By suggesting to Scout to think of the way others feel in situations that she may not understand, she can then find deeper meaning behind other people's behavior. As a result, she will be able to make better decisions when she interacts with them. Following this advice will help her to empathize with others before judging them and give her a purpose behind maintaining relationships with her neighbors. Furthermore, if Scout practices this advice, she will be more content and patient when disagreements or misunderstandings occur. Practicing a patient and nonjudgmental life isn't easy, though. Many people resort to using verbal insults and even violent threats to handle their problems. People like this are reactive, not proactive. Therefore, the only way to find meaning in life is to live it with patience and courage. For instance, Atticus shares how he feels about courage as follows:
"I wanted you to see what real courage is, instead of getting the idea that courage is a man with a gun in his hand. It's when you know you're licked before you begin but you begin anyway and you see it through no matter what.

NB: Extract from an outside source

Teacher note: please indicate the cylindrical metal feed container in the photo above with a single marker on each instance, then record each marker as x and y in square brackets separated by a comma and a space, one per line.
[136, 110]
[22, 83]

You rarely win, but sometimes you do" (112).
Atticus wants his children to know that living a meaningful life takes courage, but that doesn't mean using guns or even fighting only the battles they know they can win. Sometimes it's fighting the losing battles that define us and bring a deeper meaning to our lives. When Atticus takes the Tom Robinson case, he does so knowing that he will lose in court. He takes the case because he knows that if he doesn't, he won't be living up to his full potential, and the point of his education, talent, and existence would all be for nothing. Atticus vocalizes these feelings when he tells Scout the following about fighting a losing battle by taking the Tom Robinson case:
"The main one is, if I didn't I couldn't hold up my head in town, I couldn't represent this county in the legislature, I couldn't even tell you or Jem not to do something again" (75).
The above passage shows that Atticus feels as though he would be living beneath his value standards and diminishing his life's purpose if he doesn't take the case. He knows it is his turn to step up and provide the world with what he can offer it. When a person doesn't step up to his or her calling, purpose and meaning can be diminished.